Marx21-Mitglied Janine Wissler, Vorsitzende der Landtagsfraktion der Linken in Hessen und stellvertretende Parteivorsitzende, behauptet in einem Jubelartikel „10 Jahre Die Linke“: „Mit der Gründung der LINKEN ist es gelungen, erstmals in der Geschichte der Bundesrepublik eine relevante gesamtdeutsche Partei links der SPD aufzubauen.“

Nun gelte es, „die Vision einer grundsätzlich anderen Gesellschaft nicht aus den Augen zu verlieren“, fährt Wissler fort. Die „grundsätzliche Kritik am Kapitalismus“ müsse „angesichts der ungerechten Verteilung von Reichtum und den zerstörerischen Auswirkungen dieses Wirtschaftssystems“ offensiv formuliert werden.

Die Bundessprecherin der SAV, Lucy Redler, die im Parteivorstand der Linkspartei sitzt, beginnt ihre „kritische Würdigung“ ebenfalls mit einem Loblied auf ihre Partei: „DIE LINKE ist heute die einzige linke Opposition gegen Militarisierung, Krieg und Sozialabbau im deutschen Bundestag… DIE LINKE ist die einzige Partei, die KollegInnen in den Krankenhäusern und Pflegeeinrichtungen tatkräftig in ihrem Kampf für mehr Personal und bessere Arbeitsbedingungen unterstützt und an der Seite streikender Belegschaften steht.“

Am Ende schreibt sie begeistert: „Unsere Perspektive sollte nicht weniger als der Aufbau einer sozialistischen Massenpartei sein.
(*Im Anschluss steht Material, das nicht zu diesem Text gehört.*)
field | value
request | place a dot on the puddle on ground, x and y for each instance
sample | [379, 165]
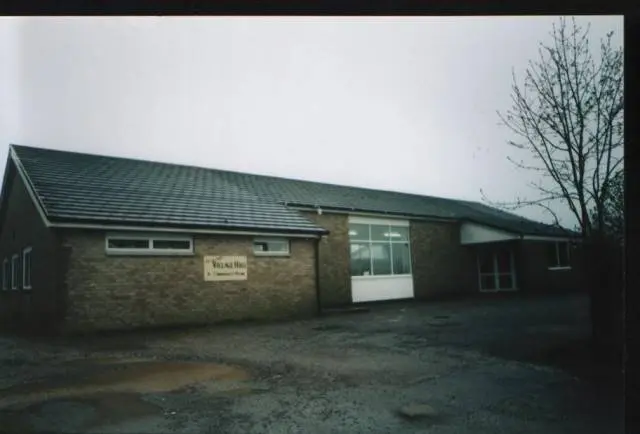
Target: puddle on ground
[106, 391]
[80, 413]
[131, 376]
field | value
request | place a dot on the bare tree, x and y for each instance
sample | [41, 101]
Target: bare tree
[613, 210]
[568, 115]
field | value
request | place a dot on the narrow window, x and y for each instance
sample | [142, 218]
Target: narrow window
[15, 262]
[26, 268]
[558, 254]
[271, 246]
[6, 274]
[141, 244]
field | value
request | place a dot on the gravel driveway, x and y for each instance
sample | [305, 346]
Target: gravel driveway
[467, 366]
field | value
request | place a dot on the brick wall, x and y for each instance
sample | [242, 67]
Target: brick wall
[335, 277]
[533, 272]
[41, 307]
[441, 266]
[111, 292]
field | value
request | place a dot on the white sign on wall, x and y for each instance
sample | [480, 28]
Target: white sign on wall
[225, 268]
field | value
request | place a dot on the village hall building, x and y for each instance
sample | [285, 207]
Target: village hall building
[91, 242]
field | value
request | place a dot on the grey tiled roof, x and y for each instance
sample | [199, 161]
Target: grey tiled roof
[78, 186]
[81, 187]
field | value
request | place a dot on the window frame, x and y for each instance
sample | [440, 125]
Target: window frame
[390, 224]
[272, 253]
[495, 272]
[557, 265]
[15, 262]
[149, 250]
[26, 251]
[6, 274]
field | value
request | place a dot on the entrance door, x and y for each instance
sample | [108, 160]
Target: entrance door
[496, 269]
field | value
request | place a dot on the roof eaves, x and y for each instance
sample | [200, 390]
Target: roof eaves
[71, 222]
[367, 210]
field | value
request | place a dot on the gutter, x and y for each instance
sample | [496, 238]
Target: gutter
[153, 229]
[367, 213]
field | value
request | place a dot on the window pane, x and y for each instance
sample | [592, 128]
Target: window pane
[487, 281]
[381, 254]
[380, 233]
[14, 272]
[486, 262]
[401, 258]
[505, 281]
[360, 260]
[119, 243]
[172, 244]
[503, 258]
[27, 268]
[271, 246]
[358, 232]
[399, 233]
[563, 254]
[552, 255]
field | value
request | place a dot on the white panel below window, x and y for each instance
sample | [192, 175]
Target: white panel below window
[372, 288]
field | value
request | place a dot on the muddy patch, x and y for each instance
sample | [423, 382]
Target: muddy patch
[80, 413]
[107, 391]
[126, 377]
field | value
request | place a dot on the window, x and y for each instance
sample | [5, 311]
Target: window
[6, 273]
[379, 249]
[558, 255]
[271, 246]
[138, 244]
[26, 268]
[496, 268]
[14, 271]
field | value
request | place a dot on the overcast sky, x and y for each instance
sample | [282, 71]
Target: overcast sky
[406, 104]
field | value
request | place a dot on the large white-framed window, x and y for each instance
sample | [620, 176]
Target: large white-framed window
[148, 244]
[26, 268]
[379, 249]
[6, 274]
[558, 255]
[15, 263]
[271, 247]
Eine Partei, die in der Zukunft Hunderttausende organisiert und eine starke Verankerung in der Arbeiterbewegung hat. Erinnern wir uns an die Entwicklung der SPD im 19. Jahrhundert zu einer Partei von einer Million Mitgliedern, Dutzenden Tageszeitungen und einer Basis in den Betrieben.“

Sie meint damit tatsächlich die Linkspartei! Diese sei „kein Selbstzweck“, aber sie sei „es wert, um sie zu kämpfen“, erklärt Redler.

Man weiß nicht, ob man über derartige Kommentare lachen oder weinen soll. Die Linke ist das Gegenteil einer antikapitalistischen Arbeiterpartei, die gegen „Militarisierung, Krieg und Sozialabbau“ kämpft. In den zehn Jahren ihres Bestehens hat sie immer wieder bewiesen, dass sie sich nicht von den Hartz-IV- und Kriegsparteien unterscheidet. Sie verteidigt den Kapitalismus und kürzt überall dort, wo sie Regierungsverantwortung trägt, genauso rabiat wie SPD und Grüne. Vor allem Arbeiter in Berlin und den ostdeutschen Bundesländern können davon ein Lied singen.

Auch in der Kriegsfrage ist längst klar, wo die Linke steht. Ihr Spitzenkandidat für die Bundestagswahl, Dietmar Bartsch, gehört zu den fünf Bundestagsabgeordneten der Partei, die im April 2014 erstmals für einen Auslandseinsatz der Bundeswehr gestimmt haben.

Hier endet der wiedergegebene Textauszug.